Let $S$ be a $\mathbb Z$-graded ring and $f \in S$ be a homogeneous element. Is the morphism $\mathrm{Spec}(S_{(f)}) \to \mathrm{Spec}(S_0)$ induced by the morphism of rings $S_0 \to S_{(f)}$ (which is $S \to S_f$ in degree $0$) an open embedding?
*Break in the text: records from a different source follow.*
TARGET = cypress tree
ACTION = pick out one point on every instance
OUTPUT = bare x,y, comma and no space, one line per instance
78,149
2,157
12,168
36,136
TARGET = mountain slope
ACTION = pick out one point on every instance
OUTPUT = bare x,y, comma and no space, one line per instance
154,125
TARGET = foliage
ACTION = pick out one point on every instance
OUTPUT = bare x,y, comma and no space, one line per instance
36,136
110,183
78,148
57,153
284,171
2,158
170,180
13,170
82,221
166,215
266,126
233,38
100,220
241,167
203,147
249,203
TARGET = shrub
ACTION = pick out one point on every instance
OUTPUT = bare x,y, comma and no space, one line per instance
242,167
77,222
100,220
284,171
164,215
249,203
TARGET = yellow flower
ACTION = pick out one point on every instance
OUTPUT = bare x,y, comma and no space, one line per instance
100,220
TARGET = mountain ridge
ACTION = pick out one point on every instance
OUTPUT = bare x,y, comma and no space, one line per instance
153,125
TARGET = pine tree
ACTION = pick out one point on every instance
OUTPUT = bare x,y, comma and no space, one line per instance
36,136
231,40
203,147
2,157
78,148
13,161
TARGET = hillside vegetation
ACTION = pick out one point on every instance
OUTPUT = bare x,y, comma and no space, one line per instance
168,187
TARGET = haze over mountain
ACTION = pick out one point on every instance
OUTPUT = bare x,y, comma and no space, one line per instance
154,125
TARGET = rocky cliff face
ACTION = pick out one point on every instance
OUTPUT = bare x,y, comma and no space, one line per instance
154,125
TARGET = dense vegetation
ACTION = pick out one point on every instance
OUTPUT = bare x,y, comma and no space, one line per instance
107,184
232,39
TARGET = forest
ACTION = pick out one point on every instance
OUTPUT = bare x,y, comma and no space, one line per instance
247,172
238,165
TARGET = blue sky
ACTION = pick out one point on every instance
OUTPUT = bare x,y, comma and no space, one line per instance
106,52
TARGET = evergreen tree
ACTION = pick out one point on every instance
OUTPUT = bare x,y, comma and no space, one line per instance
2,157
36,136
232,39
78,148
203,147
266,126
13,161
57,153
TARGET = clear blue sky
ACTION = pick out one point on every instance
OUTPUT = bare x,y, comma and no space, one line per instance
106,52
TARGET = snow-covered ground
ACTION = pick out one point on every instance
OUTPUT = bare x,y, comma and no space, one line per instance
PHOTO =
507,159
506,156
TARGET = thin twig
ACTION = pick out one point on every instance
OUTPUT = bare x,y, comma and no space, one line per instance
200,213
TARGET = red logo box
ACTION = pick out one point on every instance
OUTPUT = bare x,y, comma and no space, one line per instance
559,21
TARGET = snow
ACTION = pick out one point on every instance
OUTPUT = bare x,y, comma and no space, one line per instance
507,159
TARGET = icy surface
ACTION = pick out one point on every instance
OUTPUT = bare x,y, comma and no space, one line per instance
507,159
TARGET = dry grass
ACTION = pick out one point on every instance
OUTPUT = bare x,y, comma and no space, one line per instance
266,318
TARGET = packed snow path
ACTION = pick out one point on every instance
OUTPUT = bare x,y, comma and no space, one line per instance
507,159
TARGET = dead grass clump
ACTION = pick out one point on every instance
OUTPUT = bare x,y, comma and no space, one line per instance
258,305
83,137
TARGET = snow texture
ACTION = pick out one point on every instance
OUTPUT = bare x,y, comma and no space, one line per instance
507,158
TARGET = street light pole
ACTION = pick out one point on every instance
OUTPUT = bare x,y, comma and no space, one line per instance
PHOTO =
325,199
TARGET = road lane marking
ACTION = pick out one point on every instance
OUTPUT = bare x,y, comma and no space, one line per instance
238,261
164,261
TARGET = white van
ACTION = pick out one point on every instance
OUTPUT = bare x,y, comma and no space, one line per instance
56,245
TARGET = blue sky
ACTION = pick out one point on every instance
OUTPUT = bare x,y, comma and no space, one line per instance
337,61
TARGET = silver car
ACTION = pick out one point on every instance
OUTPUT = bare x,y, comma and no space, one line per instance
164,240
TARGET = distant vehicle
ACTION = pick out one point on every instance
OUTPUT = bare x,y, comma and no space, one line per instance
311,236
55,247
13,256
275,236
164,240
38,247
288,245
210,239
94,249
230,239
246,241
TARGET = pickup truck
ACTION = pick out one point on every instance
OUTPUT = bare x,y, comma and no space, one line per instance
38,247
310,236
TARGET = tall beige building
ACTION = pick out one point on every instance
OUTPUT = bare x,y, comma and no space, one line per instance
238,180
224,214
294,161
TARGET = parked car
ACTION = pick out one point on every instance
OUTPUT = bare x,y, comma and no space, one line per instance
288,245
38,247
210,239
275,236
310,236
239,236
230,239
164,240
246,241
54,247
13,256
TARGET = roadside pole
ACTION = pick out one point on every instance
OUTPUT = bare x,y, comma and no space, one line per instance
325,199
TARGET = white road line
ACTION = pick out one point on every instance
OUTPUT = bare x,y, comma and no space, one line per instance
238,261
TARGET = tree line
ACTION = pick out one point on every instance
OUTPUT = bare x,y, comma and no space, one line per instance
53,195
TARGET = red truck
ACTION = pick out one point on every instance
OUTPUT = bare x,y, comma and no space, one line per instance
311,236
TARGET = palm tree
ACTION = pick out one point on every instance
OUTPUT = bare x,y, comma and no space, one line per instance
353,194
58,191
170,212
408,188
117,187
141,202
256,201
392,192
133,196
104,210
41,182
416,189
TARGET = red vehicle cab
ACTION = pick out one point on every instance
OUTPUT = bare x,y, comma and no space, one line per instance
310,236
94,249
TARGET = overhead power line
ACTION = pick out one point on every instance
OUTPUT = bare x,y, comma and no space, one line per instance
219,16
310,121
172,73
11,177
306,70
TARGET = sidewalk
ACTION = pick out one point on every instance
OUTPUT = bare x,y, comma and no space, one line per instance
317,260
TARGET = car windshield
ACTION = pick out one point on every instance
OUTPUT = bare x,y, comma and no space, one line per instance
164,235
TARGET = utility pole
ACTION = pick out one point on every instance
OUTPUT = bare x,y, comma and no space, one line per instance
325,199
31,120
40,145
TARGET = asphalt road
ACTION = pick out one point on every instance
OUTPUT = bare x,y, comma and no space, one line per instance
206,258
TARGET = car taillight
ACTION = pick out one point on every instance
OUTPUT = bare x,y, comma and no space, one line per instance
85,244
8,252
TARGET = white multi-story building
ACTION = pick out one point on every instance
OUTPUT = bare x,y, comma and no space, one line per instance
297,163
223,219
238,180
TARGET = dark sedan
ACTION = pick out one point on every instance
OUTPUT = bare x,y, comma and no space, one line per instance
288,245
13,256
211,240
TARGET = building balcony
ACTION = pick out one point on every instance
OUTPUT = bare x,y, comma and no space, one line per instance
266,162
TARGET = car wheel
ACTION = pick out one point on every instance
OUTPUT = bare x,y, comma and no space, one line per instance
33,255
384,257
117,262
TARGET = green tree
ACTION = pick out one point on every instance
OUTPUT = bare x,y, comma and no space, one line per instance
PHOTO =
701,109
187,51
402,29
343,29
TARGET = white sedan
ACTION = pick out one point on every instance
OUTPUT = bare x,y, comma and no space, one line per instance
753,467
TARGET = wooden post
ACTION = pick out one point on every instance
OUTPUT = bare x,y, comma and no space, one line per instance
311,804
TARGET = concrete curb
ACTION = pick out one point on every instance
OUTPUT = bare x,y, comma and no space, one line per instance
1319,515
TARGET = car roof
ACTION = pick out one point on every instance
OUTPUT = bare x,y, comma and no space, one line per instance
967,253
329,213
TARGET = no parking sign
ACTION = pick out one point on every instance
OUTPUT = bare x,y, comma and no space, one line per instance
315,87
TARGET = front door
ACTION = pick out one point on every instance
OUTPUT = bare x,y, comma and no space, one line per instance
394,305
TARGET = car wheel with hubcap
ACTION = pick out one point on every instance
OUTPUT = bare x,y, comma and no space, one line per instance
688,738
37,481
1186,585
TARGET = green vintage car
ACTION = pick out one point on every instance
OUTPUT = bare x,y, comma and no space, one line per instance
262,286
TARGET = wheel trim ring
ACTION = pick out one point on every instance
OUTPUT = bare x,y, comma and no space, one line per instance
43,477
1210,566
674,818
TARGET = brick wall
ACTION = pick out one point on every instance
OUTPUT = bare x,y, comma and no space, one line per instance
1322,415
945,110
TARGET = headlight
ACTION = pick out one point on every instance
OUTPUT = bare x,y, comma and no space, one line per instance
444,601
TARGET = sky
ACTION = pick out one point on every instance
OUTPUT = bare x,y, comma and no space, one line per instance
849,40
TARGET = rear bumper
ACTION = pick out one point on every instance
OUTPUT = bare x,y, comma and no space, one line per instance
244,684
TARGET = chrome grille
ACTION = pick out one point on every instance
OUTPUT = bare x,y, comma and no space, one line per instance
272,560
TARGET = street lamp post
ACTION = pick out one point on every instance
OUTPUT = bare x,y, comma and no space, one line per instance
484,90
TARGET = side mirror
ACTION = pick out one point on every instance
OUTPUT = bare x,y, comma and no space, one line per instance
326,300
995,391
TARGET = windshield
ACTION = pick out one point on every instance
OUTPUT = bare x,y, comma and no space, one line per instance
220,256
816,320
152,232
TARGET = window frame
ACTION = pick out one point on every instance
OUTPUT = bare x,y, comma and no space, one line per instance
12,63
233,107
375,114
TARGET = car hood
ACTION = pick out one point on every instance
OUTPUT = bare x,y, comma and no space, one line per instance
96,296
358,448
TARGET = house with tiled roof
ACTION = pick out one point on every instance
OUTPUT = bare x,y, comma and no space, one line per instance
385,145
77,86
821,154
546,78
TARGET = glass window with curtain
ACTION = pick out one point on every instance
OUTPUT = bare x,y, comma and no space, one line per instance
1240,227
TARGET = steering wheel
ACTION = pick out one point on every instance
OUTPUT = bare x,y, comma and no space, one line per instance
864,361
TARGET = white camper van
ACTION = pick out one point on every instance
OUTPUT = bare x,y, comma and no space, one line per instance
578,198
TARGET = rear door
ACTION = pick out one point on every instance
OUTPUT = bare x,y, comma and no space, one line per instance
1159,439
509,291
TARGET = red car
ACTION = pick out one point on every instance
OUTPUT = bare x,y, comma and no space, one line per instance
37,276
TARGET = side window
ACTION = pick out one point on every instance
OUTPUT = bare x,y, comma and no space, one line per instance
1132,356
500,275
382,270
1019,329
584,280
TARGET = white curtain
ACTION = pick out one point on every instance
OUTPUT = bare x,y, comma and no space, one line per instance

This is clear when $\deg f = 0$ since $S_{(f)} \simeq (S_0)_f$. I don't know what happens when $\deg f \neq 0$ in general. Here is a strange situation that can happen: let $S = \mathbb Z[t,t^{-1}]$ and set $f=2t$. The morphism $\mathbb Z[t,t^{-1}]_0 \to \mathbb Z[t,t^{-1}]_{(2t)}$ is the morphism $\mathbb Z \to \mathbb Z_2$, so the morphism $\mathrm{Spec}(\mathbb Z_2) \to \mathrm{Spec}(\mathbb Z)$ is still an open embedding, but it is not the identity even though $\deg f > 0$.
Short answer is no: let $S=k[x_{0},...,x_{n}]$ and $f=x_{0}$, then you get a map from a dense open set in $\mathbb{P}^{n}$ to a point $\text{Spec}(k)$, which cannot be injective as a topological map.